SMALL schools have been sacrificed by the NSW Teachers Federation for more pay, according to parents.
On Tuesday the NSW Teachers Federation's Orange members in endorsed the Federation Executive's recommendation of a diminished role for small school principals after an intense and "robust" debate of nearly two hours.
The contention was around the reclassification of the role of principals of small schools and the removal of budget allocations for smaller schools to be managed by a larger school.
In the end, the votes were cast 65 for to 45 against.
NSW Teachers Federation country organiser John Pratt, who attended the meeting in Orange on Tuesday morning, said he expected the debate to be "colourful" because the city's small schools community was strong.
The NSW Department of Education is proposing to downgrade to ''leading teacher'' status those principals in charge of primary schools with a budget of less than $1 million.
Non-teaching matters would be handled by a co-ordinating principal at a larger hub school.
However Mr Pratt said that small schools in the region had nothing to worry about, because it would be up to their principal to opt in to the new system.
That is until 2021.
After then, if a principal moves on the new system will apply, but Mr Pratt assured small schools that they had promises from the Department that the process would be open and in consultation with the community.
"There is going to be schools which will never be affected by the changes because you simply can't amalgamate some schools. Isolation is a big factor and many of the small schools are isolated, they can't be networked or linked to other schools," he said.
"There is no set figure ... in some cases it would be inappropriate or impossible to send those kids to different towns."

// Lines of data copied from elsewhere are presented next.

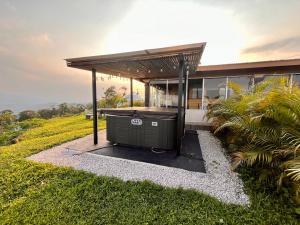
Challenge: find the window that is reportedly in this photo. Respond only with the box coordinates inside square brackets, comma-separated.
[203, 77, 227, 109]
[187, 79, 203, 109]
[227, 76, 253, 97]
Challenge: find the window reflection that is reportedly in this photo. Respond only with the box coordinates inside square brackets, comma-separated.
[293, 74, 300, 87]
[188, 79, 203, 109]
[203, 78, 226, 109]
[228, 76, 253, 97]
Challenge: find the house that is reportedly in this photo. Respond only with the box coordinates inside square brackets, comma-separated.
[66, 43, 300, 144]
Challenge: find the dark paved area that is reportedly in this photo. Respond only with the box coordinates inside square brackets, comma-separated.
[89, 131, 205, 172]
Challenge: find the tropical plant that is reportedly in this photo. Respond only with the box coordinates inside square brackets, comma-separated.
[207, 78, 300, 206]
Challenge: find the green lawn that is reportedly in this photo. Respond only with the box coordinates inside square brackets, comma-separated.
[0, 116, 297, 224]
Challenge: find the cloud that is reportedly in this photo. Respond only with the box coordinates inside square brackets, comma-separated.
[242, 36, 300, 54]
[25, 33, 53, 47]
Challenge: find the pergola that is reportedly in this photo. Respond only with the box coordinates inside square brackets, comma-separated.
[66, 43, 206, 148]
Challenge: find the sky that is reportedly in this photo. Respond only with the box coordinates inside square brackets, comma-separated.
[0, 0, 300, 110]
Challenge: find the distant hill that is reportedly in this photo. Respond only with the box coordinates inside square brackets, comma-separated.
[0, 103, 57, 114]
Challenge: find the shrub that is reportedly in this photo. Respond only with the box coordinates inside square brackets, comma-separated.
[207, 78, 300, 207]
[19, 110, 39, 121]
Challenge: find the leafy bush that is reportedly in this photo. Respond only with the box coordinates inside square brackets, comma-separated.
[207, 78, 300, 207]
[19, 110, 40, 121]
[0, 115, 298, 225]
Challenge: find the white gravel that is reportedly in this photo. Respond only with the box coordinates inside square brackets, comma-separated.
[29, 131, 249, 205]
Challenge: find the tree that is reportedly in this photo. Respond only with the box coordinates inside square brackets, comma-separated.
[19, 110, 39, 121]
[207, 78, 300, 202]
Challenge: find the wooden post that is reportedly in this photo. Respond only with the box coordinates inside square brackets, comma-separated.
[92, 68, 98, 145]
[177, 59, 184, 155]
[130, 78, 133, 107]
[145, 82, 150, 107]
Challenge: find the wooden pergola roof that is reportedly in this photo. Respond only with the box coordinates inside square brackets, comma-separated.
[196, 59, 300, 77]
[66, 43, 206, 81]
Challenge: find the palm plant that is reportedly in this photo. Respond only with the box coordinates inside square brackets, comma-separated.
[207, 78, 300, 204]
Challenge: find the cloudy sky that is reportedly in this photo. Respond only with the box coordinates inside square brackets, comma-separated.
[0, 0, 300, 109]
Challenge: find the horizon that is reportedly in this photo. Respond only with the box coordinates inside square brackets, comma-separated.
[0, 0, 300, 110]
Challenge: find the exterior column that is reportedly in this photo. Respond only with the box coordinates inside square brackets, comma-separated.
[130, 78, 133, 107]
[177, 59, 184, 155]
[92, 68, 98, 145]
[145, 82, 150, 107]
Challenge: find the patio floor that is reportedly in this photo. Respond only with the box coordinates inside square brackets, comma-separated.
[29, 131, 249, 205]
[67, 130, 205, 173]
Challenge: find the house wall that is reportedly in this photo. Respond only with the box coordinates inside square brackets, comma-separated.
[151, 74, 300, 125]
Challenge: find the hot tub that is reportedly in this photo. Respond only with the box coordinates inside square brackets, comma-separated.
[100, 107, 177, 149]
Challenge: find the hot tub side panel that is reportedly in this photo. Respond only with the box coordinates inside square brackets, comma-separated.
[106, 115, 177, 149]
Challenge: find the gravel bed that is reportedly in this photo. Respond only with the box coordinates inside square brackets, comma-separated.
[29, 131, 249, 205]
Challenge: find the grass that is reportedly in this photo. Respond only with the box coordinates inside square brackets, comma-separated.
[0, 116, 298, 224]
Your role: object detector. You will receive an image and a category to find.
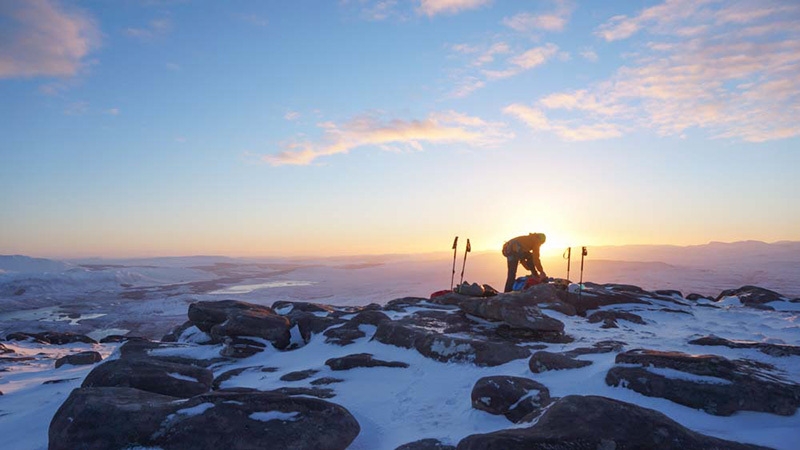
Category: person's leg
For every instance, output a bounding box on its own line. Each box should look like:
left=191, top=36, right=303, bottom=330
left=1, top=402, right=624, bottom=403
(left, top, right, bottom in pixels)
left=503, top=256, right=519, bottom=292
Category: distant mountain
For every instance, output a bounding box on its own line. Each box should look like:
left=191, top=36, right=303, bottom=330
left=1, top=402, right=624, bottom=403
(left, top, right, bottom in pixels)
left=0, top=255, right=73, bottom=273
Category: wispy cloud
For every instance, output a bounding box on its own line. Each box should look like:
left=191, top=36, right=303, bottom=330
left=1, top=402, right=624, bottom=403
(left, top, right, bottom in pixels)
left=503, top=103, right=622, bottom=142
left=125, top=18, right=172, bottom=41
left=0, top=0, right=100, bottom=78
left=417, top=0, right=492, bottom=17
left=262, top=111, right=513, bottom=166
left=536, top=0, right=800, bottom=142
left=503, top=0, right=575, bottom=33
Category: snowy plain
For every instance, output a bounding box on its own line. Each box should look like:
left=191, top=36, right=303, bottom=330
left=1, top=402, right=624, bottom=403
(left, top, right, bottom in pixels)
left=0, top=243, right=800, bottom=450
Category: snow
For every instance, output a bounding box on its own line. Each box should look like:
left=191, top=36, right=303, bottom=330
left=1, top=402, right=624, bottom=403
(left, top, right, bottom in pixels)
left=0, top=251, right=800, bottom=450
left=249, top=411, right=300, bottom=422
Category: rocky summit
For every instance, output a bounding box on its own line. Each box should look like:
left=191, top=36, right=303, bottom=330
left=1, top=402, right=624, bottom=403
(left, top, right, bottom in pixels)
left=0, top=284, right=800, bottom=450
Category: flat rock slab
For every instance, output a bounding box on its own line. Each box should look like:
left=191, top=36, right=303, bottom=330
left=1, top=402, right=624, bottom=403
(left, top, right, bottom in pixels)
left=325, top=353, right=408, bottom=370
left=689, top=336, right=800, bottom=357
left=49, top=388, right=360, bottom=450
left=457, top=395, right=766, bottom=450
left=56, top=351, right=103, bottom=369
left=606, top=350, right=800, bottom=416
left=471, top=375, right=551, bottom=423
left=528, top=351, right=592, bottom=373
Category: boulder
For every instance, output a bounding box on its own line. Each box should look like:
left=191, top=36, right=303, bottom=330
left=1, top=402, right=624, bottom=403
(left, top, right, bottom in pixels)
left=457, top=395, right=766, bottom=450
left=81, top=358, right=214, bottom=398
left=606, top=350, right=800, bottom=416
left=49, top=388, right=360, bottom=450
left=689, top=336, right=800, bottom=357
left=715, top=286, right=789, bottom=306
left=395, top=439, right=456, bottom=450
left=6, top=331, right=97, bottom=345
left=56, top=351, right=103, bottom=369
left=280, top=369, right=319, bottom=381
left=588, top=310, right=645, bottom=325
left=472, top=375, right=551, bottom=423
left=528, top=351, right=592, bottom=373
left=325, top=353, right=408, bottom=370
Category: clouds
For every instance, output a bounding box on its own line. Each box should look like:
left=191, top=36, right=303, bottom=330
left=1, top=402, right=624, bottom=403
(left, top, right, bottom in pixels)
left=0, top=0, right=100, bottom=78
left=262, top=111, right=513, bottom=166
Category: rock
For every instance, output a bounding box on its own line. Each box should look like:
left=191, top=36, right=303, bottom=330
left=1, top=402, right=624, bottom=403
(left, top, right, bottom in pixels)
left=472, top=375, right=551, bottom=423
left=528, top=351, right=592, bottom=373
left=372, top=311, right=530, bottom=366
left=56, top=351, right=103, bottom=369
left=689, top=336, right=800, bottom=357
left=588, top=310, right=645, bottom=325
left=323, top=322, right=366, bottom=346
left=6, top=331, right=97, bottom=345
left=280, top=369, right=319, bottom=381
left=457, top=395, right=765, bottom=450
left=309, top=377, right=344, bottom=386
left=49, top=388, right=360, bottom=450
left=606, top=350, right=800, bottom=416
left=715, top=286, right=788, bottom=306
left=161, top=320, right=195, bottom=342
left=81, top=358, right=214, bottom=398
left=395, top=439, right=456, bottom=450
left=325, top=353, right=408, bottom=370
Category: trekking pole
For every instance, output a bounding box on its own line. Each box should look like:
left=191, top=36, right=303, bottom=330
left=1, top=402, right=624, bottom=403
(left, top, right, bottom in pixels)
left=450, top=236, right=458, bottom=291
left=578, top=247, right=589, bottom=300
left=459, top=238, right=472, bottom=284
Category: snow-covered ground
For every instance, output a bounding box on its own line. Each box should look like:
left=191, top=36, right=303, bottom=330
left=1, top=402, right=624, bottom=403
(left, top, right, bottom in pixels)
left=0, top=247, right=800, bottom=449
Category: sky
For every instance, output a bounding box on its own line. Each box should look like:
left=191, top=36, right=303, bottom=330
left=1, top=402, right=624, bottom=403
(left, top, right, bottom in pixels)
left=0, top=0, right=800, bottom=257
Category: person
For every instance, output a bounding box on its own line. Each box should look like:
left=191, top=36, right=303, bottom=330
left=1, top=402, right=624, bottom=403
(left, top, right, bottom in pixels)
left=503, top=233, right=547, bottom=292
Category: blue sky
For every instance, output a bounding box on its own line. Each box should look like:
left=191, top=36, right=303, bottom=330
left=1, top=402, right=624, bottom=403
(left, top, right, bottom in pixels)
left=0, top=0, right=800, bottom=256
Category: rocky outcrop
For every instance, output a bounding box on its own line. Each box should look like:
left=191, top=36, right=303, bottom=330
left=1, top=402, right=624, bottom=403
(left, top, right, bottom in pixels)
left=457, top=395, right=764, bottom=450
left=528, top=351, right=592, bottom=373
left=49, top=387, right=360, bottom=450
left=715, top=286, right=789, bottom=306
left=325, top=353, right=408, bottom=370
left=81, top=358, right=214, bottom=398
left=56, top=351, right=103, bottom=369
left=606, top=350, right=800, bottom=416
left=689, top=336, right=800, bottom=357
left=6, top=331, right=97, bottom=345
left=471, top=375, right=551, bottom=423
left=189, top=300, right=291, bottom=350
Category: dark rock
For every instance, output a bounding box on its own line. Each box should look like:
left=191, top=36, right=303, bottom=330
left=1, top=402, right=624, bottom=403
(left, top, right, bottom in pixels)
left=606, top=350, right=800, bottom=416
left=6, top=331, right=97, bottom=345
left=528, top=351, right=592, bottom=373
left=395, top=439, right=456, bottom=450
left=161, top=320, right=194, bottom=342
left=211, top=366, right=260, bottom=391
left=49, top=388, right=360, bottom=450
left=82, top=358, right=214, bottom=398
left=588, top=310, right=645, bottom=325
left=325, top=353, right=408, bottom=370
left=653, top=289, right=683, bottom=298
left=266, top=387, right=336, bottom=398
left=42, top=377, right=80, bottom=384
left=323, top=322, right=366, bottom=346
left=56, top=351, right=103, bottom=369
left=472, top=375, right=551, bottom=423
left=100, top=334, right=148, bottom=344
left=564, top=341, right=628, bottom=357
left=457, top=395, right=765, bottom=450
left=689, top=336, right=800, bottom=357
left=281, top=369, right=319, bottom=381
left=310, top=377, right=344, bottom=386
left=715, top=286, right=788, bottom=306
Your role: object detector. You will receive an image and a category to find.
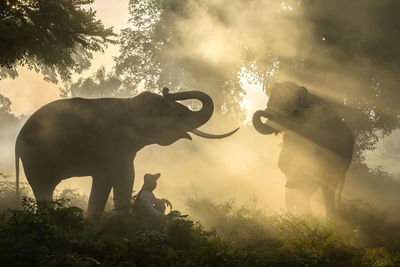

Borenore Public School P and C president Jason Vials said while the Federation may believe the process of moving principals over to the new system will be done in consultation the proposal clearly states, "in black and white", that the decision was up to the Deputy Director General.
"Essentially he can do whatever he likes," Mr Vials said.
"The proposal that smaller schools would be led by a "leading teacher", it's half a title and it is not giving us what a principal needs to be."
Mr Pratt said when it came to the proposal, there had to be some give and take.
A spokesperson for the Department said the matter was part of pay negotiations.
''The department has suggested a model whereby students and school communities would benefit if [principals at smaller schools] were able to spend more time in the classroom and less time on administrative and management activities," the spokesperson said.
Mr Vials said he predicted if the budget was handled by a larger school than smaller schools would miss out on vital resources.
Canobolas Public School P and C president Melissa Caulfield said principals play an important role in the school community and it would be devastating if they were taken from the schools.